Building an Image-to-Text API Using Cloudinary

Written By the Cloudinary Team Jul-22-2024 9 Min Read

Building an image-to-text API using Cloudinary for image storage and manipulation and an OCR (optical character recognition) service to extract text from images can be a powerful tool. In this blog post, we’ll create a simple image-to-text API that uploads images to Cloudinary, processes them to extract text, and returns them to the user.

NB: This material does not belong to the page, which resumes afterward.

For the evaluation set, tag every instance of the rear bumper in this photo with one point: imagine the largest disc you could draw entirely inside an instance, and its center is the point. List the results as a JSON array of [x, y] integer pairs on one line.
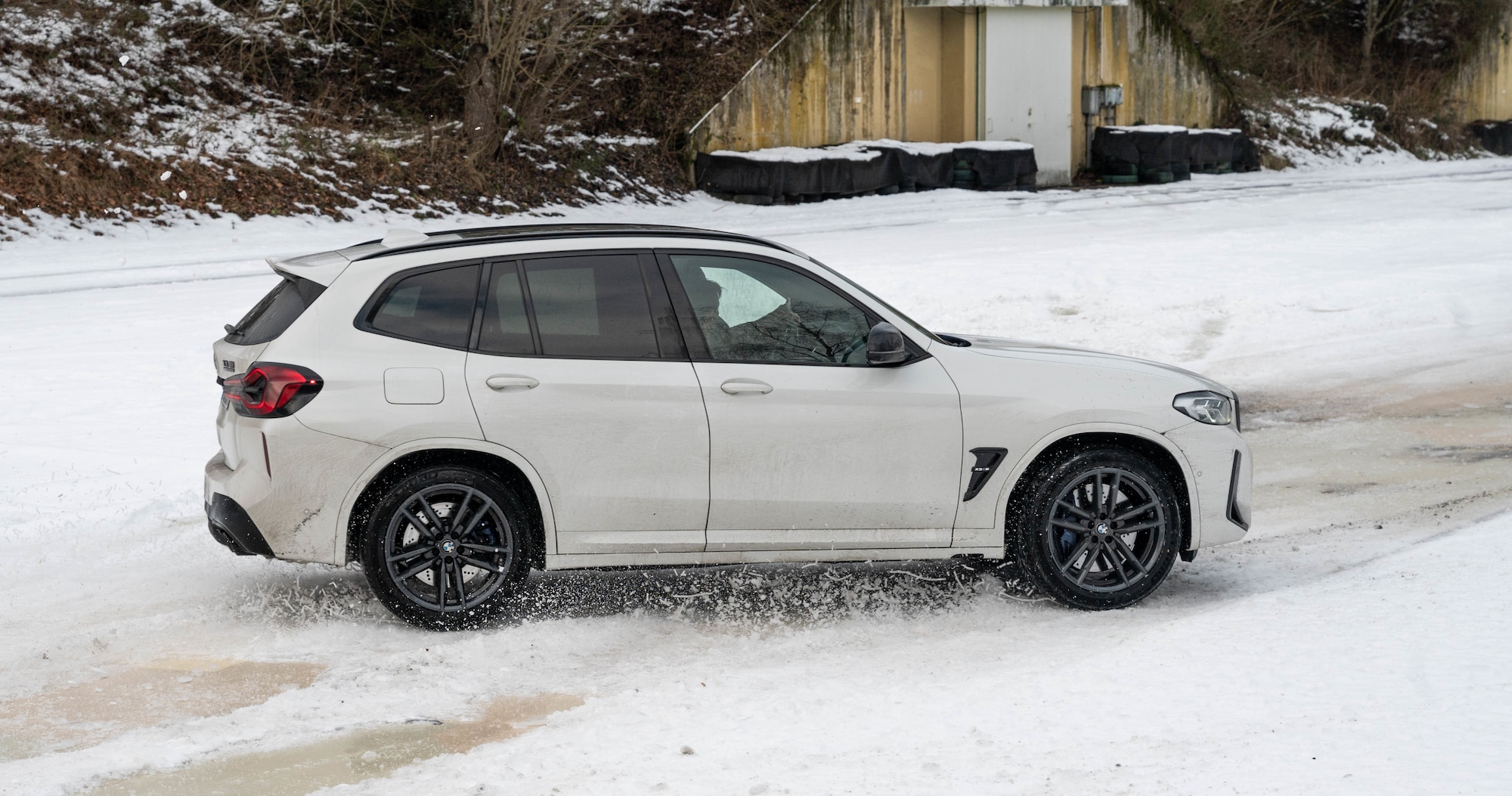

Why is an Image-to Text API Useful?

Implementing an image-to-text API streamlines business operations and enhances user experiences across various sectors:

Automated data entry. Reduce time and errors with manually inputting data from paperwork, such as invoices and receipts.
Content accessibility. Convert text within images to accessible, searchable, and translatable text, aiding those with visual impairments and enhancing the digital user experience.
Content management. Efficiently extract, catalog, and manage text from images, ideal for historical documents and educational materials.
Data extraction and analysis. Extract data from visual sources for analysis, aiding researchers and analysts with documents, charts, and graphs.
Security and compliance. Assist sectors such as banking and healthcare in anonymizing and redacting sensitive documentation, promoting data protection.
Security measures. Particularly useful in security, the technology can automatically read vehicle plate numbers, aiding in traffic control, parking management, and law enforcement. It enhances security protocols by allowing for the quick identification of vehicles, monitoring of restricted areas, and automation of access control systems. Let’s extract text from the receipt in the image below:

Register sale receipt isolated on white background. Cash receipt printed. Vector stock

The goal is to upload the image to Cloudinary and extract the text from the image for bookkeeping or whatever use case. We’ll create an API that uploads an image to Cloudinary and extracts the text content in the image using the OCR add-on available in Cloudinary.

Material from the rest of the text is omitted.